As comments have said, don't change a val using reflection. Would you that with a java final variable? It makes your code do really unexpected things. If you need to change the value of a val, don't use a val, use a var.
trait HasCreatedAt {
var createdAt: Option[DateTime] = None
}
case class User(name:String) extends HasCreatedAt
Although having a var in a case class may bring some unexpected behavior e.g. copy would not work as expected. This may lead to preferring not using a case class for this.
Another approach would be to make the insert method return an updated copy of the case class, e.g.:
trait HasCreatedAt {
val createdAt: Option[DateTime]
def withCreatedAt(dt:DateTime):this.type
}
case class User(name:String,createdAt:Option[DateTime] = None) extends HasCreatedAt {
def withCreatedAt(dt:DateTime) = this.copy(createdAt = Some(dt))
}
trait BaseRepo[ID, R <: HasCreatedAt] {
def insert(r: R)(implicit session: Session): (ID, R) = {
val id = ???//insert into db
(id, r.withCreatedAt(??? /*now*/))
}
}
EDIT:
Since I didn't answer your original question and you may know what you are doing I am adding a way to do this.

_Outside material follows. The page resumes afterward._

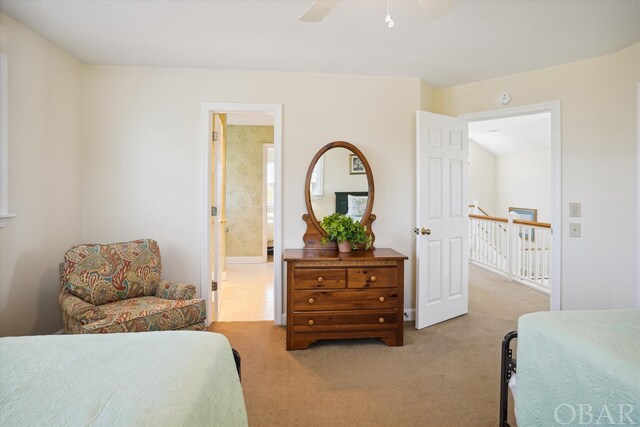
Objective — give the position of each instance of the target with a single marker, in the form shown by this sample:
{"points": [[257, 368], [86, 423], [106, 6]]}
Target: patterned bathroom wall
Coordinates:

import scala.reflect.runtime.universe._
val user = User("aaa", None)
val m = runtimeMirror(getClass.getClassLoader)
val im = m.reflect(user)
val decl = im.symbol.asType.toType.declaration("createdAt":TermName).asTerm
val fm = im.reflectField(decl)
fm.set(??? /*now*/)
But again, please don't do this. Read this stackoveflow answer to get some insight into what it can cause (vals map to final fields).